To the Editor,

The terms ‘lockdown’, ‘quarantine’ and ‘isolation’ were alien to most people of Bangladesh before the emergence of COVID-19 infection. Geographically, being closed to disease epicenter China, Bangladesh also fall victim to this deadly virus and still undergoing critical conditions. This catastrophic situation has negatively impacted physical and mental health; disrupted economy, education, social aspects.

Mental health is an important factor for the personal or professional development of an individual. People with mental health disorders are more susceptible to other diseases and decrease the work capacity of a person. The enforcement of lockdown created immense mental pressure among people. It resulted in many people losing their job, livelihood and becoming bankrupt. COVID-19 related containment measures such as social-distancing, quarantine, isolation increased the risk of serious psychiatric problems. The reduced social interactions and increased loneliness exacerbated depression, anxiety, panic, fear, suicidal-tendency and traumatic stress. Refusal to sit next to someone on public transport with suspected cold, entry refusal into the house and anxiety-driven panic buying were observed among people (Wang et al. 2020; Islam et al. 2020).

Xenophobia and the agony of abject poverty have led many indigent individuals to commit suicide during COVID-19. For instance, a man returned to his village from Dhaka in the early lockdown period. Avoidance and negative-attitudes of villagers due to his fever-cold and weight loss compelled him to commit suicide but autopsy report found no COVID-19 in the victim. Another person committed suicide because of unemployment and the pressure of unpaid debts. It was reported that most people were stressed by thinking about the family member and relatives, future plans and financial difficulties (Bhuiyan et al. 2020; Mamun and Griffiths 2020). The normal psychological development of children got hampered due to this pandemic-induced loss of companionship and separation from infected parents. Children spending extra-time on electric devices have succumbed to mental health problems. An online survey on children after one month of quarantine in May, 2020 reported subthreshold (43%), mild (30.5%), moderate (19.3%), and severe (7.2%) mental health disturbances (depression, anxiety, and sleeping disorder) among participants. If one considers the urban lifestyle a solution, then you will be surprised to know that mass individuals were from urban areas (above 60%) in these cases. At that state, the question was “Life vs Livelihood”. Lockdowns that seemed draconian when instigated for the first time became very common and flawed over time. People were working outside in large numbers and were not afraid to get infected by COVID-19 (Islam et al. 2020; Yeasmin et al. 2020).

Under strict infection measures, mental health professionals were not allowed to work alongside physicians in most hospitals in Bangladesh.
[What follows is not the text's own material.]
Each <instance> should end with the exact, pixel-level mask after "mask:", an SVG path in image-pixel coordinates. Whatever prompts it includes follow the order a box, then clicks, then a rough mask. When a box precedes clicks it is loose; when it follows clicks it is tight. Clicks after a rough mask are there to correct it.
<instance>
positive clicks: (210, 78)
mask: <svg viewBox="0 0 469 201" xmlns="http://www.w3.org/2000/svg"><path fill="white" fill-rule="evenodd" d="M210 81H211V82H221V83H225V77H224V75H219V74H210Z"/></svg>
Therefore, the psychological interventions controlled by doctors and nurses resulted in reduced effectiveness of the treatment. Some scientifically approved measures could be taken in these circumstances like multidisciplinary mental health team formation involving professionals, clear communication and regular updates on disease-state with social-psychological counseling services (Xiang et al. 2020). Mental health is as important as physical health as it can lead to many critical disorders beyond this pandemic. Compassion and solidarity may work as a medicine to tackle COVID-19 mental health challenges and maintain good mental health.